Russian Prime Minister Vladimir Putin accused the opposition movement yesterday of focusing too much on personalities and failing to discuss ideas head of March 4 presidential polls.
Putin published a broad economic manifesto on his Putin2012.ru election Web site titled “Russia is concentrating: the challenges we must answer” in which he vowed to eliminate poverty and focus on social concerns if elected to a third term.
However, he opened the article by addressing the waves of protests that followed disputed parliamentary elections last month and have turned into the biggest challenge of his dominant 12-year rule.
“Today, there is a lot of talk about various forms of political renewal,” Putin wrote. “But what are they proposing that we agree about? About ways of setting up rule? Of transferring it to the ‘best people?’ And what happens next? What are we actually going to do?”
The article also ran in the Izvestia daily and represented what state media said was the first in a series of policy addresses that Putin is planning to publish in the Russian press.

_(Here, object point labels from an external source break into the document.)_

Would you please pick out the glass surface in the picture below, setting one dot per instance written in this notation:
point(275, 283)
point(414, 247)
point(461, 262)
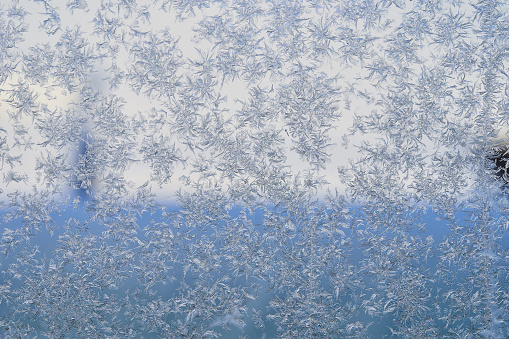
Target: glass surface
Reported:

Russia’s largest protests in nearly two decades originally came in response to a Dec. 4 election to the State Duma lower house of parliament in which the ruling party clung on to a narrow majority with the alleged help of fraud.
However, their focus has increasingly turned to criticism of Putin himself and one of the main calls at a new rally set for Feb. 4 — exactly one month before the vote — states simply: “How long are you going to trust Putin’s promises?”
Putin accused the fractured opposition movement of personalizing politics to the detriment of Russian voters.
“What concerns me is that we are having almost no discussions about what we have to do outside the election frameworks, after the elections,” Putin said. “I think that Russian citizens should have the opportunity to not only discuss the merits and shortcomings of politicians, which is not a bad thing in and of itself, but also the actual contents of policies, the programs that specific politicians intend to implement.”